もしこのまま続けば

 少子化がすごいことになっている。と、トラディショナルな雑文の書き出しではじめてみたがどうか。

 ちょっと別の話をする。あなたがカブノキという植物について何も知らないとして、カブノキの苗を、2000年と、2001年と、2002年にそれぞれ植えたものが並んでいる。今、2000年に植えた「長男の木」と、2002年に植えた「三男の木」を見る。この二つの木の高さを測っておくと、2001年に植えた「次男の木」の高さを推定することができる。たぶん、長男の木と三男の木を足して二で割った高さとみて、そんなに大外れはしないだろう。一方、次男の木と三男の木の情報から長男の木の高さを推定することも、同じように可能だけれども、たとえばカブノキは二年で成長が止まるということもあるかもしれず、これは少し、前者に比べて不確実性が大きい。前者の推定のしかたを「内挿」、後者を「外挿」という。
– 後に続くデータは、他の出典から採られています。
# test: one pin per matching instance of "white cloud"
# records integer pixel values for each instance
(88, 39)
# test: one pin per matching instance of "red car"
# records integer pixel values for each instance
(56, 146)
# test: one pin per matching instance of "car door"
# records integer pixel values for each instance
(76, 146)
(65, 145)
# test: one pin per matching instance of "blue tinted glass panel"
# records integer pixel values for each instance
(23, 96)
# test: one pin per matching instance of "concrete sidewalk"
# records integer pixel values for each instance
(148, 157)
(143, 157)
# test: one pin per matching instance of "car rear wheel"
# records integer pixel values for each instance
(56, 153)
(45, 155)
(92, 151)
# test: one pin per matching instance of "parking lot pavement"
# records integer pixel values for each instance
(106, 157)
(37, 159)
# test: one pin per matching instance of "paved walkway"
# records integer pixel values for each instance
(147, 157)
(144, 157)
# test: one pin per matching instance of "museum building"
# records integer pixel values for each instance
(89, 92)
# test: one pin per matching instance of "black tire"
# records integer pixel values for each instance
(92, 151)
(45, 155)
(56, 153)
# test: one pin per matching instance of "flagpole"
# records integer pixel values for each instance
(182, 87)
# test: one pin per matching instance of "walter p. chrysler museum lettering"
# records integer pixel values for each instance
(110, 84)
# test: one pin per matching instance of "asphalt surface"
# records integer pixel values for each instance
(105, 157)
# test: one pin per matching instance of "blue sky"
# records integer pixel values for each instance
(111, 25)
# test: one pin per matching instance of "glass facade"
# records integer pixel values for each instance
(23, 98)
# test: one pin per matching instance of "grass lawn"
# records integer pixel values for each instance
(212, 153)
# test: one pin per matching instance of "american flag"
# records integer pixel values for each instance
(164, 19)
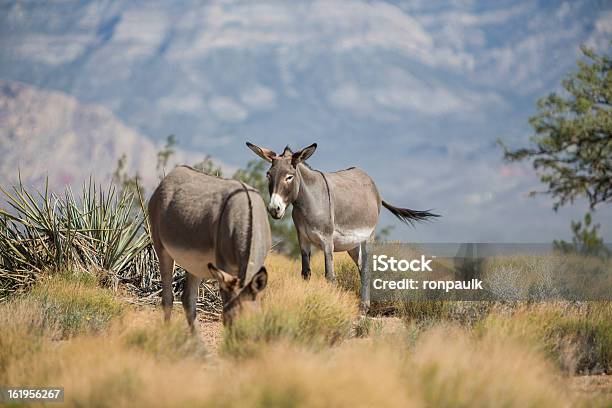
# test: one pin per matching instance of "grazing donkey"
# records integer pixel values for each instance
(197, 219)
(334, 211)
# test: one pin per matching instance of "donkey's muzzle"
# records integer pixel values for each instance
(276, 212)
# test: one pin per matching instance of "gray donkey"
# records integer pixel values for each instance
(334, 211)
(197, 220)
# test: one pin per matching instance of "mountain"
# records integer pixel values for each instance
(414, 92)
(48, 133)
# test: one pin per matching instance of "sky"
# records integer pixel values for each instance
(416, 93)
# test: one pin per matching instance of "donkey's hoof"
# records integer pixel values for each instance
(364, 307)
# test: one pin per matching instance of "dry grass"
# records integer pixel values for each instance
(134, 360)
(447, 367)
(577, 336)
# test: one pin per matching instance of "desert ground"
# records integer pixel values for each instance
(307, 346)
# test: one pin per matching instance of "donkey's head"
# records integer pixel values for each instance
(237, 297)
(283, 177)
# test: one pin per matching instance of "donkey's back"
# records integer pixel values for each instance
(185, 213)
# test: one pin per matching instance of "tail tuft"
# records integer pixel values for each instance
(409, 216)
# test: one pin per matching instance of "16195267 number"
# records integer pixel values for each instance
(42, 394)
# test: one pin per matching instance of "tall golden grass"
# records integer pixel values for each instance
(299, 350)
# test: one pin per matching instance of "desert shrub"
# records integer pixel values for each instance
(577, 336)
(451, 368)
(24, 329)
(313, 313)
(365, 326)
(166, 340)
(75, 303)
(47, 232)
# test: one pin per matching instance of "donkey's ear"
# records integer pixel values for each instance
(259, 281)
(226, 281)
(303, 154)
(262, 152)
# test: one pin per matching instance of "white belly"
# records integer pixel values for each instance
(194, 262)
(349, 239)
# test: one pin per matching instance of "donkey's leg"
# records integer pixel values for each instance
(364, 271)
(360, 257)
(354, 254)
(166, 270)
(328, 250)
(190, 298)
(305, 250)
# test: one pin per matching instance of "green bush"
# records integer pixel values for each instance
(75, 303)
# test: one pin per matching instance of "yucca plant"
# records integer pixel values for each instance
(49, 232)
(102, 230)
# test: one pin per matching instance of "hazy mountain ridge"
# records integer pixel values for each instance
(48, 133)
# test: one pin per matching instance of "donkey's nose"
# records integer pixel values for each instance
(274, 210)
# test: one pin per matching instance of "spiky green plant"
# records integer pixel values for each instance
(50, 232)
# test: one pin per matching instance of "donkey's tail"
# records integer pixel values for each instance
(409, 216)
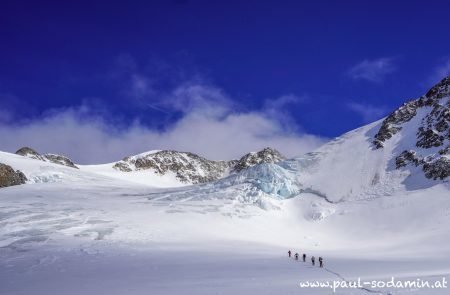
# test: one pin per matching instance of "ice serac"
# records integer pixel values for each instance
(54, 158)
(406, 151)
(10, 177)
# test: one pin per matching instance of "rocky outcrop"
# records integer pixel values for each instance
(30, 153)
(9, 177)
(187, 167)
(432, 137)
(434, 127)
(267, 155)
(438, 169)
(57, 159)
(191, 168)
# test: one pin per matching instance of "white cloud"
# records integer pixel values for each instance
(368, 113)
(372, 70)
(211, 125)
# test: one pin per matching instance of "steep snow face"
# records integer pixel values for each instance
(425, 124)
(408, 150)
(57, 159)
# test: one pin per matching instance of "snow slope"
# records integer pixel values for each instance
(93, 231)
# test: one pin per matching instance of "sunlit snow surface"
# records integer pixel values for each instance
(90, 231)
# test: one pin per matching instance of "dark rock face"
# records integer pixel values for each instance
(438, 169)
(433, 131)
(435, 125)
(9, 177)
(191, 168)
(57, 159)
(407, 157)
(30, 153)
(267, 155)
(188, 167)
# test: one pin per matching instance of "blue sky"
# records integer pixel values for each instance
(130, 77)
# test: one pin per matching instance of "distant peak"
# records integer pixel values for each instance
(440, 90)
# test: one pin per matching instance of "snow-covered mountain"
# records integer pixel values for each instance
(189, 168)
(54, 158)
(370, 209)
(407, 150)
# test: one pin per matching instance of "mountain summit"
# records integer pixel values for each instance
(426, 122)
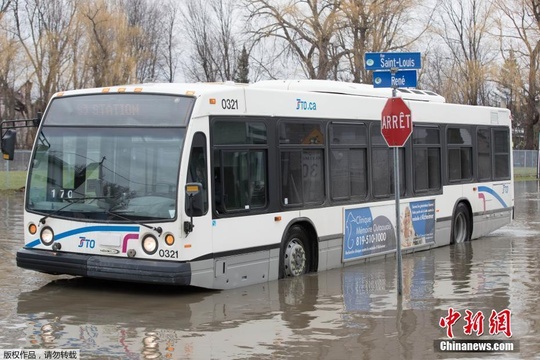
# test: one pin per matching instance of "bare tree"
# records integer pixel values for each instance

 外挿が内挿に比べて危険であることは、上のように直感的に理解できることである。「まだ六月やのに、暑いねえ」「八月はえらい暑いやろねえ」「一二月なったらもっとどえらいことなるやろねえ」という、つまりこれが外挿だ。なのだが、主として「他に方法がない」という理由でもって、科学者はしばしば外挿を使って未来を予想する。むつかしいことを言っているようだが、要するにこういうことだ。気温でも、売上でも、穀物の収穫量でもなんでもいいが、去年のデータとおととしのデータを持ってくる。これをグラフ上にプロットして、直線でつなぐ。この直線を「2004年」のところまで伸ばす。そこが今年の予想値である。

 この手の話では、少し前、ニュースで「百メートル走のタイムで男女が逆転する」というのを読んだ。百メートル走の世界記録は、現在は男子の記録が女子のそれを上回っている(短い)のだが、記録は大会ごとに少しずつ改善されていて、男子も女子もそれぞれ毎年ちょっとずつ短くなっている。ところが、その記録の更新されかたを見ると、女子のほうが男子よりも、ずっと急速に改善されている。それぞれをグラフにして、線をえいやと延長すれば、未来のどこかで男女のタイムが逆転する。そのときが女子スプリンターが男子スプリンターを凌駕する瞬間である(2250年くらいだったような気がする)。と、ざっとこういうスンポーである。すごいことを発表する人がいるものだと思った。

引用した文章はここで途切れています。